Tout d’abord, malgré ses défauts, il faut approuver le projet de constitution européenne qui est soumis à la conférence intergouvernementale car ce texte crée le meilleur équilibre possible entre les décisions d’ordre intergouvernemental pris à l’unanimité et celles d’ordre communautaire adoptées à la majorité qualifiée. Si trop de modifications au texte devaient être adoptées, autant admettre l’échec et revenir au Traité de Nice dont les blocages seront vite évidents et entraîneront la rédaction d’un nouveau texte. S’il est accepté par la conférence intergouvernementale, il faudra alors l’adopter rapidement. Je ne suis pas favorable à un référendum, trop de considérations étrangères au débat venant souvent se mêler aux décisions de vote.

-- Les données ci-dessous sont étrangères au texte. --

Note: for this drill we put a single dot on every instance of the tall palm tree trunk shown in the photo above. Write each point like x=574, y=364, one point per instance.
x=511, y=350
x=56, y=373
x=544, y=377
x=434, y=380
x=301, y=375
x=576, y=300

Le texte prévoît que contrairement aux questions économiques et commerciales, les règles de l’unanimité doivent demeurer sur les questions de politiques étrangères et de défense. L’Union européenne aura beaucoup de mal à exister politiquement sur le plan mondial si les 25 pays ne sont pas d’accords et il est vraisemblable qu’ils ne le seront pas. Il faut donc organiser une Europe plus restreinte à l’intérieure de l’Union européenne, essentiellement l’Europe de l’Ouest, qui pourra se doter des moyens d’agir. Il faut une initiative franco-allemande, voire mieux : une initiative franco-anglo-allemande, qui jettera les bases d’une union politique. Dans le même temps, nous devrons faire des accords de partenariat plus étroits avec les pays voisins de l’Union européenne.